Gian Alfonso Pacinotti: "Eine Geschichte"
© Avant
Die zerstörerische Kraft der Kriegstraumata
06:36 Minuten
Gian Alfonso Pacinotti
Aus dem Italienischen von Myriam Alfano
GIPI: "Eine Geschichte"avant, Berlin 2022126 Seiten
28,00 Euro
Ein Schriftsteller beschäftigt sich mit den Kriegserlebnissen des Urgroßvaters und wird von diesen überwältigt. In einer autobiografischen Graphic Novel beschreibt der Comic-Künstler GIPI die Seelenzustände eines in der dritten Generation Traumatisierten.
Ein nackter Mann läuft durch eine nächtlich illuminierte Großstadt. Der nasse Asphalt reflektiert die Lichter der Verkehrssignale und Autos, die ungehindert durch die dürre, einsame Gestalt dringen.
Das Cover der Graphic Novel „Eine Geschichte“ symbolisiert den Seelenzustand des Protagonisten Silvano Landi. Er liefert sich schutzlos den Kriegserlebnissen seiner Vorfahren aus.

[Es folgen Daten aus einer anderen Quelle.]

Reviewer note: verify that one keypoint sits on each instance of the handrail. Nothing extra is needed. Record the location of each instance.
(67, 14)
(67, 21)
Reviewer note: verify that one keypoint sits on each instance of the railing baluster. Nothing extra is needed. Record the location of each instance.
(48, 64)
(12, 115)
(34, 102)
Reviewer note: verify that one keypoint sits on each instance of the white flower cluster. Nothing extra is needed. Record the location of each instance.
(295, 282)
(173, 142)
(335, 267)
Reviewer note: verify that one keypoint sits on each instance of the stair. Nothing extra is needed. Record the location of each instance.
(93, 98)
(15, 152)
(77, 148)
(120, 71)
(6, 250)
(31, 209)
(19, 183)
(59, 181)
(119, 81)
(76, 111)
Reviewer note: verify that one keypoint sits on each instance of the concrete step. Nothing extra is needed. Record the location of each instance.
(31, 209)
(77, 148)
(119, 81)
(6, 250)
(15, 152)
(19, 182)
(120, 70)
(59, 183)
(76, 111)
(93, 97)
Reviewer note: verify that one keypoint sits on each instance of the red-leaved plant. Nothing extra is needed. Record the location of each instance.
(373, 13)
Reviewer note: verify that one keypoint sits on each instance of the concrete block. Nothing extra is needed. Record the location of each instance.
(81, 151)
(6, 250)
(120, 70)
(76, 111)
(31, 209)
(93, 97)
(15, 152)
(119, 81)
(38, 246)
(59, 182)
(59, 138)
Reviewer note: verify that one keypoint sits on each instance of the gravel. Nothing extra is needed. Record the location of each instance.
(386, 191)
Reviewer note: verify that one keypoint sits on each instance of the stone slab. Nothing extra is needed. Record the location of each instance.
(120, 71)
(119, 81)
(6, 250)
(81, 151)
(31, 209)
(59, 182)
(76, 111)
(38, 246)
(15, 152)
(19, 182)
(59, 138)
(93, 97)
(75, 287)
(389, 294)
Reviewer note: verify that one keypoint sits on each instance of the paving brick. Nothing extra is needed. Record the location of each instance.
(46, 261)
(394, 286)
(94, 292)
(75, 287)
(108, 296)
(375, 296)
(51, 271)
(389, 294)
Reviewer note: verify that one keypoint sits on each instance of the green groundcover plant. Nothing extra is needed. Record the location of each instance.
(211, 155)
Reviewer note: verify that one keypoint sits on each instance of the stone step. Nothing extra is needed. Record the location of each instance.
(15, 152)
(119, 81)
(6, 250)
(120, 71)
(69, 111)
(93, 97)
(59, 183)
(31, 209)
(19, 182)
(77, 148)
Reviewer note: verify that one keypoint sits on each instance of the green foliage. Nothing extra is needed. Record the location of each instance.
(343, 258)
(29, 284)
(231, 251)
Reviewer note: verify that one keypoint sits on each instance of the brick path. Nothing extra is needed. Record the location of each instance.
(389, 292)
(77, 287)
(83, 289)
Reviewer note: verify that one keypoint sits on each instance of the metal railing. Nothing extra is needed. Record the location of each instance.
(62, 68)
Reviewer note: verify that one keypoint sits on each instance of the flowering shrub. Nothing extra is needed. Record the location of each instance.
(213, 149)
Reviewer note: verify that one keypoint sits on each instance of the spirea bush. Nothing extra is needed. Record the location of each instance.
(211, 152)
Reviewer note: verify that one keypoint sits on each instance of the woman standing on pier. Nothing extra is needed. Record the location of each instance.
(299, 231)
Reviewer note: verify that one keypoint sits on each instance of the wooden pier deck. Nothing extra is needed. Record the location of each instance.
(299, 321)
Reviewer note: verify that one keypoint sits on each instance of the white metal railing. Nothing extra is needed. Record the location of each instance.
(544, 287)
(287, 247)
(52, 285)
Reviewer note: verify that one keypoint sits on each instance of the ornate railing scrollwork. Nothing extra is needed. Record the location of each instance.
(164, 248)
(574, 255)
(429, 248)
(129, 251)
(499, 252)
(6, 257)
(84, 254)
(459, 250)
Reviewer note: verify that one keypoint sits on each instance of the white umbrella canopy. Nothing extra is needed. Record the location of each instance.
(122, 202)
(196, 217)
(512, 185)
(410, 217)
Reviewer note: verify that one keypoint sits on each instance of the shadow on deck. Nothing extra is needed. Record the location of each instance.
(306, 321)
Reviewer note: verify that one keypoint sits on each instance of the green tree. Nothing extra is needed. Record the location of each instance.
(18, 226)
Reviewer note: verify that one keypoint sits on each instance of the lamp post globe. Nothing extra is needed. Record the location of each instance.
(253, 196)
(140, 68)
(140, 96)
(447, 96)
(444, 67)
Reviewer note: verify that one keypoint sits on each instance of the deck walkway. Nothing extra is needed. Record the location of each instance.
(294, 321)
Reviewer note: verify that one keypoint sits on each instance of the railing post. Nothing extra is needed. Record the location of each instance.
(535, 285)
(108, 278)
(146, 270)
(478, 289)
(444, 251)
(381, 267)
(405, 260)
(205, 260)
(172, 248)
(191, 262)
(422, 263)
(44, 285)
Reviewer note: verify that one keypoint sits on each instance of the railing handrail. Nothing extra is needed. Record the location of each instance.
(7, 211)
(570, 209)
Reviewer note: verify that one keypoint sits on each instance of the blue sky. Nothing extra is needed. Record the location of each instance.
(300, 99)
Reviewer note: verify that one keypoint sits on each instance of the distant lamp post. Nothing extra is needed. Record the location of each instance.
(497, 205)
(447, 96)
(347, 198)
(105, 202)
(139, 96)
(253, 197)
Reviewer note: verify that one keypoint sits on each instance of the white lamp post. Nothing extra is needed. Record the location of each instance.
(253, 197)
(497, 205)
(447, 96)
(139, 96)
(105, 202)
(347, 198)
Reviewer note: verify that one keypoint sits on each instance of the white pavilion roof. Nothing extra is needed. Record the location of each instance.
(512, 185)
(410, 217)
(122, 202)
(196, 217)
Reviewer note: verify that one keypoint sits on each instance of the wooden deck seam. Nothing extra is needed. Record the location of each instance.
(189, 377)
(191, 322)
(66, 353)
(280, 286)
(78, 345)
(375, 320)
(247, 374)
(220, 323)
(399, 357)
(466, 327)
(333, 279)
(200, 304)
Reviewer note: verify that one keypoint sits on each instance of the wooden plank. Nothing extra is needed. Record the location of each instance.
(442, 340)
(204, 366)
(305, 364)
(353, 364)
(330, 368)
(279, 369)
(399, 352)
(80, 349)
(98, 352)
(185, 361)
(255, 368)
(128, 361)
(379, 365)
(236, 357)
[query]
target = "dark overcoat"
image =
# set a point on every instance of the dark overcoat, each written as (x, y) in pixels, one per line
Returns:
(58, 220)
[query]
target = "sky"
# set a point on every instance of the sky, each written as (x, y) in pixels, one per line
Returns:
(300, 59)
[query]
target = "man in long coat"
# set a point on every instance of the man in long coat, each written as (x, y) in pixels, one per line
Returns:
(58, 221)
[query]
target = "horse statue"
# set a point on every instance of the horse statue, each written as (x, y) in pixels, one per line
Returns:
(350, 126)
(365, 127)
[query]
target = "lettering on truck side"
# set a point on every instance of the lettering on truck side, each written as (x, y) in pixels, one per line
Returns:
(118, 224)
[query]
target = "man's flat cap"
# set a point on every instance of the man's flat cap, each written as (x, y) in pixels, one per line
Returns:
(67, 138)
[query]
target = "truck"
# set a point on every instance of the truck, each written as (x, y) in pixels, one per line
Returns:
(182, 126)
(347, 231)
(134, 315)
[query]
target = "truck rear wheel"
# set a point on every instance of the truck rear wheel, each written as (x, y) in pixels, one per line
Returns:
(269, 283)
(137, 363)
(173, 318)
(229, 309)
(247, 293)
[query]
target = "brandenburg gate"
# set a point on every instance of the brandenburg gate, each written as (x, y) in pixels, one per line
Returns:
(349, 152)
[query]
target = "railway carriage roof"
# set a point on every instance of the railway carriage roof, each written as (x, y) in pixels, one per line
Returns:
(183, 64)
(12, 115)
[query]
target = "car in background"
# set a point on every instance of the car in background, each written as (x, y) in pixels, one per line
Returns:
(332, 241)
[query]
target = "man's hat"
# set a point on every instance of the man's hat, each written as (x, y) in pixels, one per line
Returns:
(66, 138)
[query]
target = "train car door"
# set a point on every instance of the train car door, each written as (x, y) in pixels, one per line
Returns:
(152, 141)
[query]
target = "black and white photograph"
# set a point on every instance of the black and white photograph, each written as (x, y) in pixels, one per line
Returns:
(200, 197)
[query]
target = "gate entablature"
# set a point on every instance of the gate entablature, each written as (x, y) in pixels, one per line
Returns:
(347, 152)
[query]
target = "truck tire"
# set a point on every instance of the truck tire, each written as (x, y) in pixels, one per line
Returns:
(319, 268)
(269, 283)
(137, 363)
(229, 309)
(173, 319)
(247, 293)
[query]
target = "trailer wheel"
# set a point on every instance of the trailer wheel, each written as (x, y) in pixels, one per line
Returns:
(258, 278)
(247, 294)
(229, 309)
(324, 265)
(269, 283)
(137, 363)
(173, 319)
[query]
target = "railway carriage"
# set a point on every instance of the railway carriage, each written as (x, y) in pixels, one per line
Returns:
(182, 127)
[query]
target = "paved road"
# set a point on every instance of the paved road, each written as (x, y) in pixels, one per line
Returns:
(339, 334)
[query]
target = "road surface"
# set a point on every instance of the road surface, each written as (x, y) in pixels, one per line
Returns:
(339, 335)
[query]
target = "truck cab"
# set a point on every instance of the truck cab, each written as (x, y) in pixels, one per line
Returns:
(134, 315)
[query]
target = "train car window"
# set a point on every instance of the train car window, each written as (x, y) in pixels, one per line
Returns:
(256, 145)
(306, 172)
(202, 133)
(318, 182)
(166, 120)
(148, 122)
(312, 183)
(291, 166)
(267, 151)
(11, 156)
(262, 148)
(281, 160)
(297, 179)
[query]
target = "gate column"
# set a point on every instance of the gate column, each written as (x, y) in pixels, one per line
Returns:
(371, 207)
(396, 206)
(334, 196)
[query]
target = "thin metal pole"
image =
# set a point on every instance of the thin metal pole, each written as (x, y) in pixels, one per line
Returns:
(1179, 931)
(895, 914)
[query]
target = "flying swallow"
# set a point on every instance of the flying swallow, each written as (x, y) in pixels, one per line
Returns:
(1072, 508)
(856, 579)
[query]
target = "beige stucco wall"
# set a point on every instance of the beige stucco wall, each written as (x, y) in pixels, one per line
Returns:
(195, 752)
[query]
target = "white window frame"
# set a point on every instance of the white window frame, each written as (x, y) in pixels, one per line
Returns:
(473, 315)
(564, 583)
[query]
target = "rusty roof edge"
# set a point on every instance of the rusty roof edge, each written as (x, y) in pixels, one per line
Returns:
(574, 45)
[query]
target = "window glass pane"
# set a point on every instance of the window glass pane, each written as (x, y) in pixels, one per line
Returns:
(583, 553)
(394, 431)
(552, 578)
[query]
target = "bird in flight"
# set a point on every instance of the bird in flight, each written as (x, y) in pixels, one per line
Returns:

Briefe aus dem Schützengraben
Der 50-Jährige liest obsessiv in den Briefen, die der Urgroßvater aus den Schützengräben des Ersten Weltkriegs an seine Frau schrieb. Aus den Schilderungen der traumatischen Erlebnisse möchte der Schriftsteller ein eigenes Buchprojekt machen.
Doch nach und nach verliert der Getriebene den Bezug zur Gegenwart. Als ihn seine Frau mit der gemeinsamen Tochter verlässt, bricht für Landi eine Welt zusammen: Er landet orientierungslos in einer psychiatrischen Anstalt.
In rasanter Parallelmontage verknüpft die von Gian Alfonso Pacinotti, dem Shootingstar des europäischen Comics, gezeichnete Geschichte Gegenwart und Vergangenheit. Ein Wort oder ein Bild rufen die vergangenen Gespenster hervor und lassen Silvano Landi und damit die Leser:innen schutz- und übergangslos in grausame Kriegserlebnisse des Urgroßvaters kippen.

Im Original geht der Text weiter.